Es el movimiento inverso a la “desgalleguización”, como se llama a la práctica
de adaptar traducciones españolas para el ámbito argentino.
“La
necesidad de una lengua más moderada, menos marcada, tiene una tradición en los
editores y traductores argentinos”, dice Venturini, y su propia utopía, la de
un “imaginario universal del castellano”, en los términos de Edgardo Dobry. “Es
decir, una lengua más neutra, que no ostenta demasiadas marcas locales. Esta
cuestión, en la que hay ecos del histórico debate por la llamada lengua
nacional –aunque las traducciones no se juzgan igual que las escrituras
directas, ya que están regidas por otras normas–, puede dar lugar a una
interminable discusión”, agrega Venturini.
Mientras
tanto se traduce y esas publicaciones reaniman un corpus en estado crítico. Y
quizás entre las que aparecen hoy se encuentren aquellas que, como las que
analizó Patricia Willson, pueden determinar una etapa de esplendor para la
literatura de la lengua en su conjunto.
Estirpe de traductores
Reconocido
como uno de los autores más importantes de la nueva poesía argentina –su último
libro es Un año sentimental,
publicado por Caleta Olivia–, Santiago Venturini desarrolla a la vez una
investigación sobre la traducción en editoriales pequeñas y medianas, tal como
se conformaron en las últimas dos décadas. “Para mencionar algunas: Fiordo, Gog
y Magog, Dobra Robota, Eterna Cadencia, Interzona, El Cuenco de Plata, entre
otras –puntualiza–. Estas son las editoriales que fueron definidas (y que se
autodefinieron) como independientes”. Ese rótulo “tiene algunas implicancias
que en el caso de la traducción lo vuelve, al menos un poco, contradictorio”,
agrega, en alusión a las tensiones con el mercado mundial de la traducción.

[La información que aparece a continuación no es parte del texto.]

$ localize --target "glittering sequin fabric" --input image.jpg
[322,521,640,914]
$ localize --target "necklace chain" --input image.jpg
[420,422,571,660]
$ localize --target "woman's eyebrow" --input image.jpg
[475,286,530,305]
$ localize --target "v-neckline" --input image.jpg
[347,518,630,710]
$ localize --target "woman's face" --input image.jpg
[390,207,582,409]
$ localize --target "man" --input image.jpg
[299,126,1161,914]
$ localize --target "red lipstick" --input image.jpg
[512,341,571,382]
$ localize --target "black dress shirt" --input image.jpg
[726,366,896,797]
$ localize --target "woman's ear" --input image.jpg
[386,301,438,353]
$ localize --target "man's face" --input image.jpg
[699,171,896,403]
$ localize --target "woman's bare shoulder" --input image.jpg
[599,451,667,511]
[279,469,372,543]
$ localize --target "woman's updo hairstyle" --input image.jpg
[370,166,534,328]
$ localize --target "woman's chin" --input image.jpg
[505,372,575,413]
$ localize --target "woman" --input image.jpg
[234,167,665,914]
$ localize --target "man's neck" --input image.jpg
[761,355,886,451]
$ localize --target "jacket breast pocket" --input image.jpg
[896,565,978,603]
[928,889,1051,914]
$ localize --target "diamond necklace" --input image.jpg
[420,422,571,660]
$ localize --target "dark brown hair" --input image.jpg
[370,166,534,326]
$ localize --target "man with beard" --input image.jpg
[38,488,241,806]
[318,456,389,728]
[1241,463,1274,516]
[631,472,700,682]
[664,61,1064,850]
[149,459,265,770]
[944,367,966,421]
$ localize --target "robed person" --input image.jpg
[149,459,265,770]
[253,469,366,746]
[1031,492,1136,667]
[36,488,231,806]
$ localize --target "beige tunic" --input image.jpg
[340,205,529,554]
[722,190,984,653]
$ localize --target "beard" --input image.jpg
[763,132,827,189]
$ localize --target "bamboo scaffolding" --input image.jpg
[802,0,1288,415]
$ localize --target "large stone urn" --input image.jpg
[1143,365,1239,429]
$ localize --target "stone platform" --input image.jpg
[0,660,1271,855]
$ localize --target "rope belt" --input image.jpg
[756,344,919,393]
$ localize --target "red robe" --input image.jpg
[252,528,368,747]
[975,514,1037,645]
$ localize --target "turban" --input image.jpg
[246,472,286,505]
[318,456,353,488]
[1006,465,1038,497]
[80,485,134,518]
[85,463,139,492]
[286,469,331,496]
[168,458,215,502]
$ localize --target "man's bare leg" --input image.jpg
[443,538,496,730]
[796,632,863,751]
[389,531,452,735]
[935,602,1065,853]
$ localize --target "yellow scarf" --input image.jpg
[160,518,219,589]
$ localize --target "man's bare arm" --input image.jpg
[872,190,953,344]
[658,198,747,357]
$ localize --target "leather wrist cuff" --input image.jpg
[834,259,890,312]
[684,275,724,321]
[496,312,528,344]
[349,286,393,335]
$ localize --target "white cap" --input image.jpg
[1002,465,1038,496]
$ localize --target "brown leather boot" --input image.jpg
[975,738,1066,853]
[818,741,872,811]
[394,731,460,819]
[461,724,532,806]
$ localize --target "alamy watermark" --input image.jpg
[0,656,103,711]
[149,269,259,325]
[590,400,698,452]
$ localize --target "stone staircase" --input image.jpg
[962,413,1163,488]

—¿Hay traductores que influyen en cómo y qué se traduce?
¿Cuál podría ser un caso actual?
—Es
sabido que los traductores son agentes culturales que históricamente no fueron
valorados como debían. A pesar de la visibilidad que tienen algunos actualmente
–una visibilidad siempre relativa, restringida–, su trabajo merece, en general,
un mayor reconocimiento. Existen algunos traductores reconocidos, figuras de
traductor que adquirieron notoriedad en los círculos literarios y culturales.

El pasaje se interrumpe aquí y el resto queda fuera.